As the Story Goes: Recollections of a Mathematician

Science is a serious enterprise, but also a very human one with all the drama of human ingenuity mixed with human quirks and foibles that makes fascinating reading. However, these “back stories” are rarely known to the public due to the very nature (some would say, exclusiveness) of the scientific enterprise. Here’s one published recollection – an interview with the distinguished MIT mathematician, Bertram Kostant who was a visiting member of the Institute for Advanced Study in Princeton between 1953 and 1955, the years when intellectual giants like Albert Einstein, John von Neumann, J. Robert Oppenheimer, Hermann Weyl were there. The following account consist of excerpts from that interview, reproduced with some minor edits (in italics).

Recollections of Bertram Kostant
from Recountings: Conversations with MIT Mathematicians (2009), edited by Joel Segal.

Bertram Kostant (1928-2017) was an American mathematician known for his work in representation theory, differential geometry and mathematical physics.

“I received my doctorate in ’54, but I was admitted as a visiting member of the Institute for Advanced Study (IAS) in ’53. I was there until ’55. Some of the world’s foremost scientists were at the IAS at that time: Einstein, John von Neumann, J. Robert Oppenheimer, Hermann Weyl.

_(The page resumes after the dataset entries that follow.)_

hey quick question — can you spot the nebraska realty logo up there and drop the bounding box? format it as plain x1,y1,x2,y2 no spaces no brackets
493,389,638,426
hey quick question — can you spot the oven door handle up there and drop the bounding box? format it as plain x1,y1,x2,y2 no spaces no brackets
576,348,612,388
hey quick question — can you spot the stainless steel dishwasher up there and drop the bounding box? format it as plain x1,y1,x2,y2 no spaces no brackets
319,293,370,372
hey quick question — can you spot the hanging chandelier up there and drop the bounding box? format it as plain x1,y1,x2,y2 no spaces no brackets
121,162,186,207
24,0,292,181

I remember them all. I was very fortunate to be at the right place at the right time, … to have the opportunity to meet not only Einstein but von Neumann and Hermann Weyl, since all three were dead within a few years.

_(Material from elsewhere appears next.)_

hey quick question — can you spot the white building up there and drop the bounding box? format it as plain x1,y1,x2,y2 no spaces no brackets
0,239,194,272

I met Einstein on Good Friday in 1955, about a week or so before he died. He was pacing around Fuld Hall looking for Jack, the driver of the Institute. But Jack was off that day, apparently because of the Good Friday holiday. Einstein often walked home with (Kurt) Godel, but I think Godel was not around. I was the only one sitting in the Full Hall common room, and I said, “I’ll be happy to drive you. It will be an honor.”

“Ohhh,” [Waving off the compliment.] So, I drove him to 112 Mercer Street. I was very nervous. God forbid I should have an accident! Einstein was a hero. Even my sister, who didn’t care about science one bit, regarded Einstein as a near deity. Once, when I invited my sister to the IAS, I took them into Einstein’s office. Office doors were generally unlocked when I was there. My older sister, who was nine years older than I, went out of her mind. “Einstein! This is Einstein’s office!” she was running around in a delirious state looking for souvenirs. The younger of my sisters was very proper and was screaming at my older sister for behaving this way. We were both running after her, taking things she wanted out of her hand. It was like a scene from Charlie Chaplin.

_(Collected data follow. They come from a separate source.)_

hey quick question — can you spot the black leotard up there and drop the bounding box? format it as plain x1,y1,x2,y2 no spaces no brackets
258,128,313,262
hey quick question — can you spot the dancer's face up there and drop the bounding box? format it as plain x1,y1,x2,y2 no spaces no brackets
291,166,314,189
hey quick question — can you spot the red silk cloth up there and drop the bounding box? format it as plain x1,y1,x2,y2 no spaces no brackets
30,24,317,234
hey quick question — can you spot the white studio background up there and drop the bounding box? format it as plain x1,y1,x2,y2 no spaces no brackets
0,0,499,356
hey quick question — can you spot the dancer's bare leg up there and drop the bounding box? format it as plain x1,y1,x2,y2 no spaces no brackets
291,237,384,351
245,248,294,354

Einstein was extremely friendly. He didn’t want to get out of the car. We had a very pleasant talk. At one point, he asked me what I was working on. I said Lie groups. He said, “Oh that will be very important.” I was so pleased with that comment and rather surprised that he knew who Lie was.  And we talked about Oppenheimer. I sensed he didn’t like Oppenheimer. Besides personality conflict, it was known that Oppenheimer didn’t take Einstein seriously any more because of Einstein’s opposition to the strange properties of quantum mechanics.

I was fortunate to get to know John von Neumann (the legendary scientific polymath).as well. I went into his office one day and I told him a theorem I had proved, now known as the linear Konstant convexity theorem … he was quickly able to see a proof though it was quite new to him. I was pleasantly surprised that he gave me, I think, an hour of his time … I was also pleased that he turned out to be warm and friendly.

I thought all mathematicians were a bit weird and would stay up to all hours of the night and work. I was kind of shocked when I went to the Institute to find out that they lived 9-to-5 lives. One night I was the only one at 3 o’clock in the morning in the library in Fuld Hall, and it was very dark. I couldn’t even see my way; I remember walking down the hall and coming near von Neumann’s office, there’s this guy with a gun, right in front of von Neumann’s office. I almost got a heart attack! It was an FBI agent. He was guarding von Neumann’s office because von Neumann had all these secrets in his office.” Fun fact: von Neumann was a key figure in the development of the atomic bomb, and a member of the Atomic Energy Commission.

Fuld Hall at the Institute for Advanced Study once played host to such luminaries as Einstein, Weyl, Oppenheimer, von Neumann.
Albert Einstein (left) needs no introduction. John von Neumann (1903-1957), a Hungarian-American mathematical genius is regarded as having perhaps the widest expertise of any mathematician of his time. He made seminal contributions not only in mathematics but also in theoretical physics and computer science.
Einstein with the famed logician, Kurt Godel at the IAS.